USD/JPY: 110 breached on FOMC minutes, what now?

USD/JPY has been in consolidation in the main since the rally in the greenback and US rates shooting high on the prospects of a Fed hike in June.

The FOMC minutes were the main catalyst overnight that took the dollar higher across the board as most members were sighting that June would be an appropriate time to time rates providing data was solid. “Most participants judged that if incoming data were consistent with economic growth picking up in the second quarter, labor market conditions continuing to strengthen, and inflation making progress toward the Committee's 2 percent objective, then it likely would be appropriate for the Committee to increase the target range for the federal funds rate in June.”

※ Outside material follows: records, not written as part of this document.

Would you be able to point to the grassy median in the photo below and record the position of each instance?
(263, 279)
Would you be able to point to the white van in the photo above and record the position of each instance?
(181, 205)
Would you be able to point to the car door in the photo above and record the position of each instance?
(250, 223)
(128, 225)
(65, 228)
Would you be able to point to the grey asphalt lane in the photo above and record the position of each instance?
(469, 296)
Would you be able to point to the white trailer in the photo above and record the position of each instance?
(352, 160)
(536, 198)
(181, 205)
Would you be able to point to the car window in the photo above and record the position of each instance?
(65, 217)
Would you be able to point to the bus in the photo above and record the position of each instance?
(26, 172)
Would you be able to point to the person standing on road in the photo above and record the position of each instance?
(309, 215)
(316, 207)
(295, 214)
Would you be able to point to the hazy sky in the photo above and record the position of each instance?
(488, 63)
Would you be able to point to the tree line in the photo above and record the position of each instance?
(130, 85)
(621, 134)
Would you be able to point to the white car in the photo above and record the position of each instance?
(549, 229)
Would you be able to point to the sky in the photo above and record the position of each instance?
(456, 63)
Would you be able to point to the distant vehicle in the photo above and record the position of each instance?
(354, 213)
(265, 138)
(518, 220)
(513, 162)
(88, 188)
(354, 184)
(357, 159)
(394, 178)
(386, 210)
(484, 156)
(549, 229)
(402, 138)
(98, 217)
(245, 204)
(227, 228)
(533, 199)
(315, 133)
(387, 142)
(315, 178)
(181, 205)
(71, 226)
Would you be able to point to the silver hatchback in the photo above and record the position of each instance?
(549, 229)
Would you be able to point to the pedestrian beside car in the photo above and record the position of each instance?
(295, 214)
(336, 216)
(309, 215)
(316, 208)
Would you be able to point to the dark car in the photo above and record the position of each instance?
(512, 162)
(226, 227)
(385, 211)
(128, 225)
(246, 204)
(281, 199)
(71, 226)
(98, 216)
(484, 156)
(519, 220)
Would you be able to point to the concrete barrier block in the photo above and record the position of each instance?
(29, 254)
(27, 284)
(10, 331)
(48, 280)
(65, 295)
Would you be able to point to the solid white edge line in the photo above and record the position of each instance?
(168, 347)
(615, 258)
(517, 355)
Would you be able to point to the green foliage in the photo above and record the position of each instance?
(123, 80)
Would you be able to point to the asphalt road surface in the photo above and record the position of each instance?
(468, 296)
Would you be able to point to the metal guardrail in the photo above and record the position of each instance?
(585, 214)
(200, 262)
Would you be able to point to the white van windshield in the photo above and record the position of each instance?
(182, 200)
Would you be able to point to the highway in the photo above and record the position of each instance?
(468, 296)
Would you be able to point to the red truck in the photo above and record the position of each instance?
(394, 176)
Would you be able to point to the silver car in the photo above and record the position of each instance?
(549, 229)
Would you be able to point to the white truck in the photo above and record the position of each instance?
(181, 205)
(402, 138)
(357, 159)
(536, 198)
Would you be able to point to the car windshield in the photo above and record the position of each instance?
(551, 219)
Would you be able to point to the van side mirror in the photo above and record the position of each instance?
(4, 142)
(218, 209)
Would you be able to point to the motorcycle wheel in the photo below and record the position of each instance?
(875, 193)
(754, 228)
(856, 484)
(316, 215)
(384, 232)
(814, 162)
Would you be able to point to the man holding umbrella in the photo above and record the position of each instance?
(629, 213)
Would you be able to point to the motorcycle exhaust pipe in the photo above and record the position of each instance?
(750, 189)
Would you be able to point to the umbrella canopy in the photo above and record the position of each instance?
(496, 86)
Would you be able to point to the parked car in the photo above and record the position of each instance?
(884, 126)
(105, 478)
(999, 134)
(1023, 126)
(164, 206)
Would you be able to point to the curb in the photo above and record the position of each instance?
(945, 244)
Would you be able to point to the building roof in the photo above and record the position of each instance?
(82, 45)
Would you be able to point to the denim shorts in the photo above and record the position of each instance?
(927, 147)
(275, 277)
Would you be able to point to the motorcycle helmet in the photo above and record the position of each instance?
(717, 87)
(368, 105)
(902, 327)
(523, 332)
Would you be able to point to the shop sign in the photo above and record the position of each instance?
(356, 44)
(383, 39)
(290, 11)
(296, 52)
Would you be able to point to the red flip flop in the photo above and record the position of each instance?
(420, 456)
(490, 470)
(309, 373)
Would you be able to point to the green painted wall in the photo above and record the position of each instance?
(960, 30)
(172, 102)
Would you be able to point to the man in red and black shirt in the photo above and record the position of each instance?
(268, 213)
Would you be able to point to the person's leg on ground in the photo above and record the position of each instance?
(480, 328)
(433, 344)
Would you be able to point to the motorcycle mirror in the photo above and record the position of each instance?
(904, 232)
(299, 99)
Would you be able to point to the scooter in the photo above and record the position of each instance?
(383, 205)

However, the yen was under pressure yesterday in Asia as well on the back of Japanese Q1 GDP surprised to the upside, taking out some of the immediate pressure over the BOJ to add stimulus. A technical recession was avoided with the economy growing by 0.4% against expectations of a 01%.

USD/JPY levels

Valeria Bednarik, chief analyst at FXStreet explained that in the 4 hours chart, "Indicators also head higher within positive territory, although the moving averages maintain their bearish slopes. If the rally extends, the level to watch is 110.60, a major static resistance that needs to be broken to confirm a more sustainable recovery in the mid-term".